Sepsis and non-septic systemic inflammatory response syndrome (SIRS) are the same syndromes, differing by their cause, sepsis being secondary to microbial infection. Microbiological tests are not enough to detect infection early. While more than 50 biomarkers have been proposed to detect infection, none have been repeatedly validated.

Aim

To assess the accuracy of circulating biomarkers to discriminate between sepsis and non-septic SIRS.

Methods

The CAPTAIN study was a prospective observational multicenter cohort of 279 ICU patients with hypo- or hyperthermia and criteria of SIRS, included at the time the attending physician considered antimicrobial therapy. Investigators collected blood at inclusion to measure 29 plasma compounds and ten whole blood RNAs, and—for those patients included within working hours—14 leukocyte surface markers. Patients were classified as having sepsis or non-septic SIRS blindly to the biomarkers results. We used the LASSO method as the technique of multivariate analysis, because of the large number of biomarkers.

Results

During the study period, 363 patients with SIRS were screened, 84 having exclusion criteria.
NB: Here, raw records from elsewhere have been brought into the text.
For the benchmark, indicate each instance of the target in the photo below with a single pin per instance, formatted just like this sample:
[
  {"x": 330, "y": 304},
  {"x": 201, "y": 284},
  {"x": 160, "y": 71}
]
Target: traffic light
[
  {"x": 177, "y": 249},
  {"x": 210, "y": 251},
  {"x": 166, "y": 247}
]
Ninety-one patients were classified as having non-septic SIRS and 188 as having sepsis. Eight biomarkers had an area under the receiver operating curve (ROC-AUC) over 0.6 with a 95% confidence interval over 0.5. LASSO regression identified CRP and HLA-DRA mRNA as being repeatedly associated with sepsis, and no model performed better than CRP alone (ROC-AUC 0.76 [0.68–0.84]).

Conclusions

The circulating biomarkers tested were found to discriminate poorly between sepsis and non-septic SIRS, and no combination performed better than CRP alone.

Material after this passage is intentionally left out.